魚を丸一匹並べる陳列やスタッフとの会話を通して、魚に関心を持ってもらい、魚との新たな出会いや美味しさを体感できることが、顧客の支持につながっています。
■分析のポイント
顧客を育てていく
水産庁が公表しているデータ(平成29年度 水産白書)によると
食用魚介類の1人1年当たりの消費量は、平成13(2001)年の40.2kgをピークに減少しており、平成28(2016)年度には、前年より1.1kg少ない24.6kgとなりました。
とあります。大幅に減っていますね。さらに、水産庁が公表しているデータ(同上)を見てみると
年齢階層別の魚介類摂取量をみてみると、若い層ほど摂取量が少なく、特に40代以下の世代の摂取量は50代以上の世代と比べて顕著に少なくなっています。ただし、近年では、50~60代の摂取量も減少傾向にあります。平成28年の
- 20代の1日当たり摂取量が約50g
- 60代の1日当たり摂取量が約80g
この状況をみる限りでは水産業界が置かれている状況は非常に厳しいですね。魚をよく食べるシニア層が魚を食べなくなり、そもそも、若い層は魚を食べないという、まさにダブルパンチを受けているような状況です。
また、消費者が魚を食べなくなることで、魚屋が減り、スーパーの魚売り場も減っていき、そうなると若い世代が魚と接する機会も減るでしょうから、若い世代の頭の中に食卓に魚を並べるという選択肢が減っていくことになります。
このような形で、消費者が魚からどんどん離れていく負のスパイラルに陥っているようにみえます。若い世代の時短ニーズの高まりも、この負のスパイラルに一層拍車をかけるでしょう。
この状況を打破するには大きく二つの方向性が考えられます。ひとつがシニア層に再び魚を食べてもらう。もうひとつが、若い層に魚を食べてもらう。
どちらも難しさはありますが、水産業界を長期的に見た場合、優先すべきは「若い層」に魚を食べてもらうことでしょう。
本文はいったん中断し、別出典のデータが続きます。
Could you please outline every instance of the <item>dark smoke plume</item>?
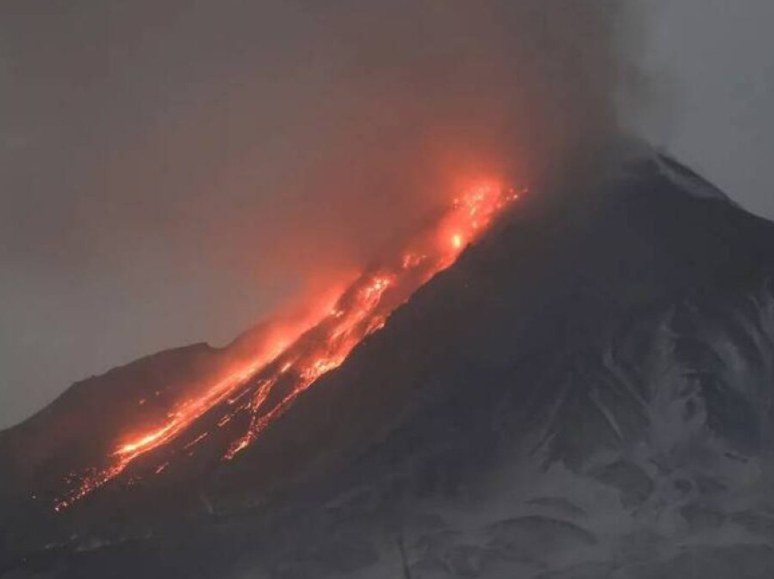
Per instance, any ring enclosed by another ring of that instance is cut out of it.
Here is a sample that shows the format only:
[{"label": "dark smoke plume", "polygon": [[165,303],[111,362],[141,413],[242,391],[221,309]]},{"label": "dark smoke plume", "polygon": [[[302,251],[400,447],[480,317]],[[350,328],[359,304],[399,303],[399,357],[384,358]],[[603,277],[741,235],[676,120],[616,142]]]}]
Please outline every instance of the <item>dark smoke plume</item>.
[{"label": "dark smoke plume", "polygon": [[[618,130],[631,30],[616,0],[2,13],[0,298],[33,336],[8,354],[15,390],[222,342],[471,179],[561,178]],[[51,324],[30,291],[70,313]]]}]

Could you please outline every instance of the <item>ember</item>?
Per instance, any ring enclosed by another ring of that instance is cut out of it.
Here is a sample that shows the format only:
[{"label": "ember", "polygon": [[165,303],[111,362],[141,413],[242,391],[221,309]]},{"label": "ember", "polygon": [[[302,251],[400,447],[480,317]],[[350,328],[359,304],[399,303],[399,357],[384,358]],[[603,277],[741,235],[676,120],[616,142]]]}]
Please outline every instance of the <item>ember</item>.
[{"label": "ember", "polygon": [[[341,366],[367,336],[382,329],[390,314],[439,271],[451,266],[463,249],[483,233],[518,197],[513,189],[484,184],[472,188],[433,225],[409,239],[401,251],[363,272],[332,307],[317,316],[282,328],[273,343],[232,369],[199,397],[173,410],[165,423],[134,432],[117,444],[107,465],[76,476],[77,486],[55,505],[61,511],[119,476],[138,457],[168,445],[206,412],[222,406],[216,428],[238,416],[249,418],[246,431],[223,454],[232,460],[256,442],[321,376]],[[194,449],[209,432],[199,433],[183,448]],[[160,461],[153,472],[168,467]]]}]

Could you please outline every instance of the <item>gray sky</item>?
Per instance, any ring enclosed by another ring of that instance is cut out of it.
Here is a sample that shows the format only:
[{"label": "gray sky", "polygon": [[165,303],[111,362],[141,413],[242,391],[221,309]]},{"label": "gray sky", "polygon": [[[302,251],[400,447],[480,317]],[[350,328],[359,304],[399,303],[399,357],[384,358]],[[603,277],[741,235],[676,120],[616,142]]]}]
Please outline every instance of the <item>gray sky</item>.
[{"label": "gray sky", "polygon": [[[650,19],[640,64],[651,78],[651,107],[634,124],[742,205],[774,218],[774,40],[768,30],[774,3],[639,1]],[[514,110],[535,113],[547,86],[533,68],[564,66],[580,54],[575,66],[594,82],[551,88],[556,104],[572,89],[583,112],[554,122],[566,126],[604,113],[596,100],[604,98],[591,89],[606,85],[607,65],[583,58],[604,59],[606,41],[575,46],[564,39],[598,37],[604,18],[580,25],[564,14],[576,8],[545,8],[543,16],[565,33],[535,33],[538,19],[514,28],[514,40],[499,37],[484,10],[436,14],[443,3],[428,2],[423,17],[443,25],[426,33],[392,22],[388,4],[412,5],[374,2],[380,7],[363,15],[362,3],[341,0],[331,24],[331,14],[308,9],[306,0],[274,3],[269,14],[240,0],[3,5],[0,427],[75,380],[163,348],[223,343],[308,285],[300,279],[305,272],[323,283],[326,268],[357,262],[362,254],[351,254],[351,240],[377,247],[398,228],[395,208],[408,207],[408,194],[380,195],[372,180],[378,175],[385,182],[382,149],[394,151],[391,163],[414,162],[438,151],[404,141],[443,135],[484,147],[507,140],[508,150],[518,150],[511,135],[480,126],[494,118],[519,126],[524,118],[506,118],[512,113],[499,110],[491,94],[471,96],[460,79],[479,88],[492,83]],[[514,22],[533,17],[510,10]],[[364,23],[374,20],[381,34],[361,37]],[[470,22],[493,34],[475,45],[459,41],[458,27]],[[433,42],[417,55],[412,42],[425,34]],[[547,53],[546,62],[519,56],[530,50]],[[477,64],[498,51],[511,55],[529,88],[500,84],[508,76],[503,66],[513,63],[490,58],[496,65],[491,70]],[[382,66],[389,74],[372,74]],[[568,71],[559,76],[571,77]],[[433,92],[455,96],[445,107],[417,96]],[[459,111],[472,107],[494,117],[455,126]],[[532,117],[547,127],[553,117],[542,112]],[[381,118],[383,126],[373,120]],[[546,148],[573,137],[545,132]],[[351,159],[352,150],[365,160]],[[451,161],[460,151],[441,153]],[[443,168],[416,164],[429,172]],[[440,183],[415,175],[386,182],[391,191]],[[341,193],[365,189],[376,192]],[[361,218],[366,207],[383,218]],[[303,231],[298,243],[286,247],[283,228]]]}]

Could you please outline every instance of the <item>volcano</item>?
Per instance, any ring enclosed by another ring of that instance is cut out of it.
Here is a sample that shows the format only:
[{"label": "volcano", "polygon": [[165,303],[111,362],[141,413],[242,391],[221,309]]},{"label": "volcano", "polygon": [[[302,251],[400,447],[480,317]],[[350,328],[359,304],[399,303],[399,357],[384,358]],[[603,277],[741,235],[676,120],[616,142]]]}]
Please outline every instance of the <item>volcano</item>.
[{"label": "volcano", "polygon": [[0,433],[0,577],[770,577],[774,225],[602,172]]}]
なぜなら、いまの若い層が食べないならその次の世代も食べないことにつながりますから、業界としては「じり貧」になっていくことが目に見えていますからね。
だからこそ、「サカナバッカ」は若い層を顧客ターゲットにしていると思われます。若い層は、いままであまり魚を食べていない層ですから、まずは、魚に関心を持ってもらう必要があります。
ですから、「サカナバッカ」は店舗デザインに非常にこだわっていますし、魚を知る機会を提供する店づくりをしているわけです。これらは、魚好きな「顧客を育てていく」活動と言えるでしょう。非常に地道な活動だと思いますが、負のスパイラルを断ち切るには「顧客を育てていく」しかないとも思います。
縮小傾向にある業界に参入するという判断は相当な覚悟がないとできないことだと思いますが、新たに構築した水産流通のプラットフォームや魚好きな顧客を地道に育てていく店舗作りから、その覚悟が伝わってきます。
今後も「サカナバッカ」の動向に注目していきたいです。